The Reverend gave the boy the hose and patted him on the shoulder. The face looked up and smiled.

"I’ll be back in a minute. Keep that nozzle swayin’ back and forth, now."

"Yessir."

The Reverend turned up the hill to his church. It was crouched in the shade trees and he liked to think of it as the Lion of the Lord, squatting in the trees to keep a sharp lookout should Satan come to tempt his people.

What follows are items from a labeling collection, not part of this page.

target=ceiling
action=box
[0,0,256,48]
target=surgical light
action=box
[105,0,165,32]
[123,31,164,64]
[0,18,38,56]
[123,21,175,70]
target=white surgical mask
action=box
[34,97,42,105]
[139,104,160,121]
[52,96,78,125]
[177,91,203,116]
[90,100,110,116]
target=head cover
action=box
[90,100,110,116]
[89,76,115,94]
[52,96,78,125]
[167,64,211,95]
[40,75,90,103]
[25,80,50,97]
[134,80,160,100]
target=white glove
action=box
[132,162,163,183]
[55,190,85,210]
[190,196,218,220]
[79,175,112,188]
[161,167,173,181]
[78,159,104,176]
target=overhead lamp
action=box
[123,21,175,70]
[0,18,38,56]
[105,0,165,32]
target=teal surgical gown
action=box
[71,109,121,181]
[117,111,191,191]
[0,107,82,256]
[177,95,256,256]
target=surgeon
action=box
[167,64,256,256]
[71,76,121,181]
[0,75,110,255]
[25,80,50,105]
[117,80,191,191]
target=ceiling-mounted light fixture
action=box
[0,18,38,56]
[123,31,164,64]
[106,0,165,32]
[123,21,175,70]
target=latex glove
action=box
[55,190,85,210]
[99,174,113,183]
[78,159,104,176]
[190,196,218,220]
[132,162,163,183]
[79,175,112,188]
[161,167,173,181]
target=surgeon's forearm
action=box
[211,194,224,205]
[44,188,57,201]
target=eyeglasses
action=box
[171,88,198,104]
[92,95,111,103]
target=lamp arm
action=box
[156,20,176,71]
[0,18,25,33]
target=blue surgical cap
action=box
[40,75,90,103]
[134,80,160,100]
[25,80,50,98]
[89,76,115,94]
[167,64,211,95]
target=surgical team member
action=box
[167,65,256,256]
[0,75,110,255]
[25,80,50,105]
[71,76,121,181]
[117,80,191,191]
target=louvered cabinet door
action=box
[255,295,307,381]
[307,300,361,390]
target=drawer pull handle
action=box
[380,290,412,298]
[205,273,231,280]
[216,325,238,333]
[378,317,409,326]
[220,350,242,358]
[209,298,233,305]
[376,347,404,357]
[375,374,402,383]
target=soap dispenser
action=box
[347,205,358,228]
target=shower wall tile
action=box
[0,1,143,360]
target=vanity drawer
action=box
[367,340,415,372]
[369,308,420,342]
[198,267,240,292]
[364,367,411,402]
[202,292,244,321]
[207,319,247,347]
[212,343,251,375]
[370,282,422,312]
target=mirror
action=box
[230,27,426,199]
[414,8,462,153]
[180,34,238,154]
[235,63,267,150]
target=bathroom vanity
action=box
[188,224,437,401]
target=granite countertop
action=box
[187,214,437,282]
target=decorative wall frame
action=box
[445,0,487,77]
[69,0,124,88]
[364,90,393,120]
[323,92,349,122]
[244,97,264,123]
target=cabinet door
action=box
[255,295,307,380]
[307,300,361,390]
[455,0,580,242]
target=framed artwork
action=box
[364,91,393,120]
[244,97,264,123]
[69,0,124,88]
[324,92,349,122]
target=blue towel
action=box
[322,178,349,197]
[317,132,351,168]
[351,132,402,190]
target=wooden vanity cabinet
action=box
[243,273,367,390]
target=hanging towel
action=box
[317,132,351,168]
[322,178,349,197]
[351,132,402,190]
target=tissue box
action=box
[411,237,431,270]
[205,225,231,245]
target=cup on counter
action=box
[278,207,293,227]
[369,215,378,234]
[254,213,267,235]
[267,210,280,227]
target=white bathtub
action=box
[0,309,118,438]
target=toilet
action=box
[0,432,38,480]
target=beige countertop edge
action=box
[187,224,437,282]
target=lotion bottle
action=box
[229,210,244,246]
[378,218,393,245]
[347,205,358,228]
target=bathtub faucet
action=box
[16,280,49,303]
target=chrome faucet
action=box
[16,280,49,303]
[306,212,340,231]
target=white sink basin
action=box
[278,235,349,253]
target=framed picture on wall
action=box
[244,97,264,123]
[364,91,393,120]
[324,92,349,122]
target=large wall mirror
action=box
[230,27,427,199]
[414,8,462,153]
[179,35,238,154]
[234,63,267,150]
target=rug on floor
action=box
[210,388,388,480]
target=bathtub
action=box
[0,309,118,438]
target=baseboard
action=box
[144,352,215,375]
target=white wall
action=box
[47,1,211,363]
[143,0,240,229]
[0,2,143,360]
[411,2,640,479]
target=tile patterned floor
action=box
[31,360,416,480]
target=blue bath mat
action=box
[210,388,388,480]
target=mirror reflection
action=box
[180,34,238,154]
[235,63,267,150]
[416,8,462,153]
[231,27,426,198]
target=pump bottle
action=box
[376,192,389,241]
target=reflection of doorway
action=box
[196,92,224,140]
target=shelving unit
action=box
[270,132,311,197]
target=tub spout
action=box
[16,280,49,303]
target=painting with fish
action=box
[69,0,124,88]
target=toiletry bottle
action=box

It came to him like that one day, like all the pictures in his head, when he was working down the hill; he had been pulling weeds and studying on a sermon when a storm came up all of a sudden and he looked up from the ground and it was dark and the sky was black and groaning and for a minute he was lost and afraid and the wind rose and shrieked in the black trees and the earth was in an evil element and he was on his knees and in need and he could see the valley in his mind, his people fearing the element, farmers stopped dead in fields, women gathering children to their skirts, old men trying to calm the mules, old Negroes waiting for judgment, and he was down in the dirt, smelling evil on the terrible wind, and he couldn’t get up and lightning flashed and he saw his church in the black trees and he saw the steeple high above the slashing branches and the lightning flashed again and he knew the people of the valley could see the steeple and he knew they would rejoice and be calmed and he got up and when the lightning flashed again he saw his church as the Lion of the Lord and he saw that the valley was protected and he knew that his vision had been tested and he resolved to tell his people that he had seen the truth of his vision.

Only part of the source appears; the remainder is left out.